Incus export container with a snapshot not working: "structure needs cleaning"

Hello,

we have one container that we try to take a snapshot and then export.
It is not working, like ext4 FS of the snapshot is having problems.
We tried many times (with the container running and stopped).

Below are the commands and the error we are getting.

incus snapshot create CONTAINERNAME snapforbackup

incus export CONTAINERNAME /mnt/foo/CONTAINERNAME.tar --compression=none
Error: Create backup: Backup create: Failed to mount LVM snapshot volume: Failed to mount "/dev/default/containers_CONTAINERNAME-snapforbackup" on "/var/lib/incus/storage-pools/default/containers-snapshots/CONTAINERNAME/snapforbackup" using "ext4": structure needs cleaning

If we look at dmesg output while the incus export is running, we see many messages like those below:

kernel: EXT4-fs (dm-7): recovery complete
kernel: EXT4-fs error (device dm-7): ext4_mark_recovery_complete:6249: comm incusd: Orphan file not empty on read-only fs.
kernel: EXT4-fs (dm-7): mount failed
kernel: EXT4-fs (dm-7): write access unavailable, skipping orphan cleanup
kernel: EXT4-fs (dm-7): recovery complete
kernel: EXT4-fs error (device dm-7): ext4_mark_recovery_complete:6249: comm incusd: Orphan file not empty on read-only fs.
kernel: EXT4-fs (dm-7): mount failed
kernel: EXT4-fs (dm-7): write access unavailable, skipping orphan cleanup
kernel: EXT4-fs (dm-7): recovery complete
kernel: EXT4-fs error (device dm-7): ext4_mark_recovery_complete:6249: comm incusd: Orphan file not empty on read-only fs.
kernel: EXT4-fs (dm-7): mount failed

We are using LVM storage.

Is this something known?
Any ideas on how to fix this?

Thank you very much.

This looks like an issue with your LV or underlying disk.
First you’ll want to make sure that your VG still has some space available as it running out of space could cause issues like those.

If it has plenty of free space, then you’ll likely need to stop the container, manually activate the LV and run fsck.ext4 against it, that may find some issues which will need to be fixed, at which point making a new snapshot and export should work.

It’s not impossible that your LV is currently in good shape and you just had some bad luck on snapshot timing, basically creating the snapshot when some data was in-flight, but LVM has some logic to usually prevent that from happening.

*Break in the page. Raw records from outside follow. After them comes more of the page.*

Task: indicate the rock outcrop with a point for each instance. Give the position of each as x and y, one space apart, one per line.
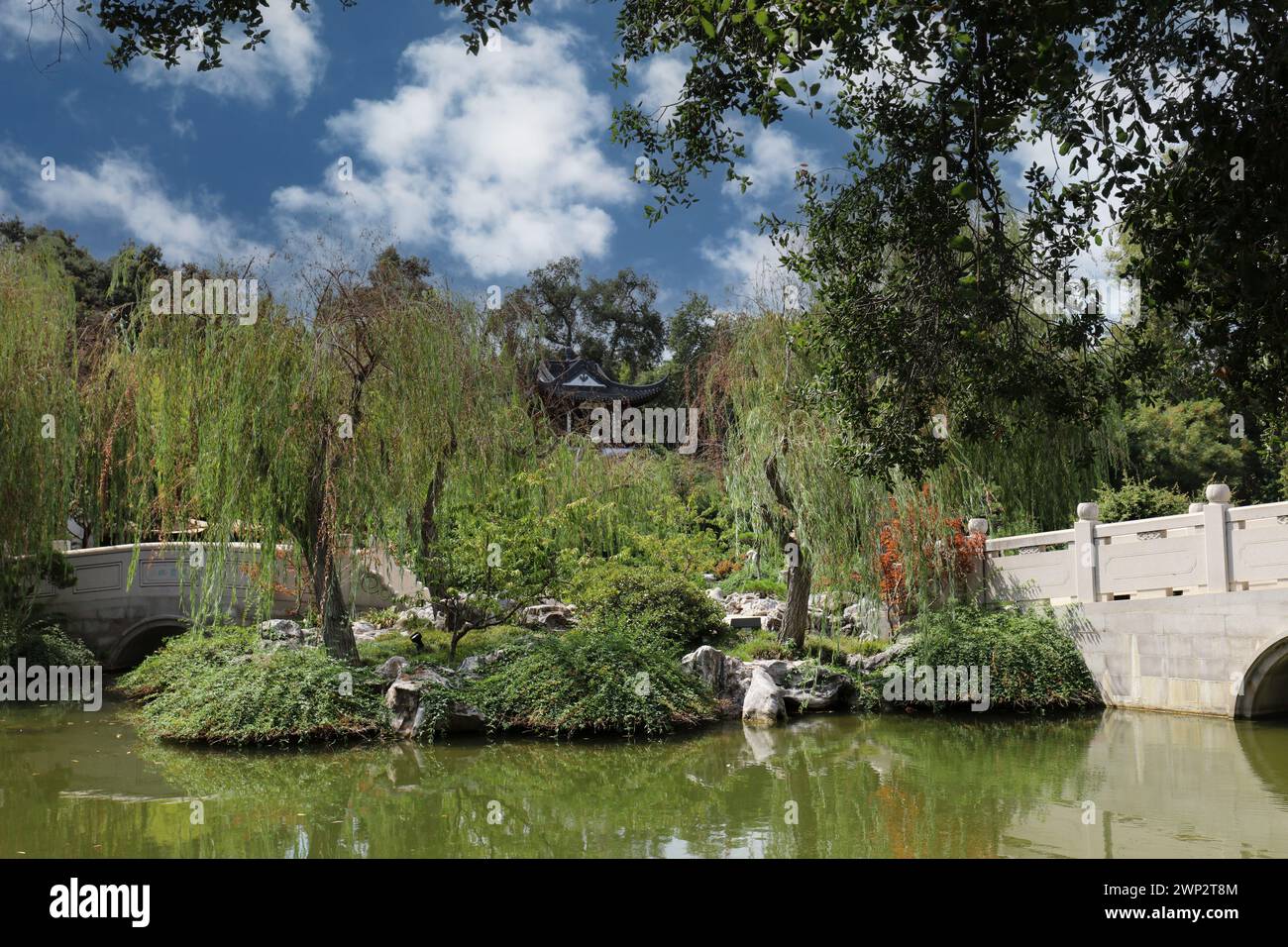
411 697
763 706
798 685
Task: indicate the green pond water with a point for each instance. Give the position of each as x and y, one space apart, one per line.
1119 784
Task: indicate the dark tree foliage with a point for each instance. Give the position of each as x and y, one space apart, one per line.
612 321
97 294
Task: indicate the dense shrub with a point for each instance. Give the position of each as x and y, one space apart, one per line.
1186 445
1138 500
763 646
194 651
597 678
648 599
226 688
1033 663
40 642
743 579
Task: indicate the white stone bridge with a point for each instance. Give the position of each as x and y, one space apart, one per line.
1184 613
124 620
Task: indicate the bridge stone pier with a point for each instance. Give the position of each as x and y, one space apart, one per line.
1185 613
124 617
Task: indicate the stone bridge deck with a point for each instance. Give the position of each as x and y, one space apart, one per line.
1184 613
125 618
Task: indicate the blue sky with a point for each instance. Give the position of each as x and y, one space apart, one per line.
488 166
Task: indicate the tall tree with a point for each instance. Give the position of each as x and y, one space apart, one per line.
609 320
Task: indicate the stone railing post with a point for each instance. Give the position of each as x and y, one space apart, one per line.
1085 552
1216 547
979 526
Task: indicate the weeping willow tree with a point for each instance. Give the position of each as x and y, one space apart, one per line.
894 538
310 436
38 420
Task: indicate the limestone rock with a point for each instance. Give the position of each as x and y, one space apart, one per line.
725 676
281 630
477 665
390 669
811 689
549 613
880 660
763 706
406 703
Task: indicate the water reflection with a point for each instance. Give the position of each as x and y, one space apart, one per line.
82 785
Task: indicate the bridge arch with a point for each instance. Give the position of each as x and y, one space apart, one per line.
1265 684
143 638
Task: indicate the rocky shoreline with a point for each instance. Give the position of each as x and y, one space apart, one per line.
760 692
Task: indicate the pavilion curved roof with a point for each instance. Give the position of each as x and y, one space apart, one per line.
584 379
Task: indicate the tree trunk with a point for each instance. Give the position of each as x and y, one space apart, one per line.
336 629
797 620
327 595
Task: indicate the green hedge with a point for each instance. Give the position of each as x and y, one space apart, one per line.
1138 500
649 599
224 686
1033 663
40 642
596 678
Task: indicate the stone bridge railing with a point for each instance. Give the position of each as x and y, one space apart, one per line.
1215 548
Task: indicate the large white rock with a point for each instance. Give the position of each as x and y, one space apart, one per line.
763 706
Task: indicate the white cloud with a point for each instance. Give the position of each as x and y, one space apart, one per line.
494 158
750 264
31 25
773 158
658 81
124 192
290 60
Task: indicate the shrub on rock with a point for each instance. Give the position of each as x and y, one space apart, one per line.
1033 663
230 688
649 599
609 677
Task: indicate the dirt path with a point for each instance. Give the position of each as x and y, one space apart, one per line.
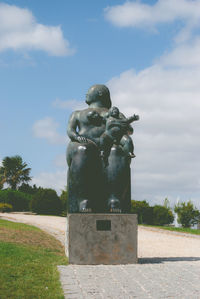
151 242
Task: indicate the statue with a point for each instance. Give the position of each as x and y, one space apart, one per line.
99 156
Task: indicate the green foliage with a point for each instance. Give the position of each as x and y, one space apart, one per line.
143 210
178 229
64 201
166 203
46 201
162 215
19 200
14 172
5 208
26 188
188 215
29 271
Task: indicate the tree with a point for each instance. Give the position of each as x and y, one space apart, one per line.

We have space on the VG (first thing to check), there is plenty.

We did fsck -fy on the volume ( incus stop CONTAINERNAME; lvchange -ay -Ky default/containers_CONTAINERNAME; fsck -fy /dev/default/containers_CONTAINERNAME )
We get the same errors afterwards on retry.
(actually my first message here was after fsck-ing the lv of the snapshot)

What we did and seems working so far without this problem is the following:

incus copy CONTAINERNAME CONTAINERNAME-COPY
incus export CONTAINERNAME-COPY ...

This time export was OK.
Afterwards we tried incus import using the exported .tar and the imported container seems to be working fine.

After the above, we also tried to keep the copy as original and try snapshot on this one, but again we get the same errors.

We also have no errors on incus export when there is no snapshot taken before.

So seems like the problem is always when we get a snapshot (and export is trying to mount the snapshot).

Thank you.

I wonder if ext4 somehow introduced a property similar to xfs where it effectively prevents two concurrent mount of the same fsid even if they’re distinct superblocks, though if that was the case, you’d really expect a better error…

Can you try incus copy CONTAINERNAME/SNAPSHOT CONTAINERNAME-COPY and then incus export CONTAINERNAME-COPY? Basically the goal is to see if the snapshot becomes fine when it is actually copied into a new instance and can be written to.

Just tried that and incus export completed without any errors this way!

(note: this is incus running on Fedora 40 on kernel 6.8.7-300.fc40.x86_64 / incus version 6.0.0-0.1.fc40)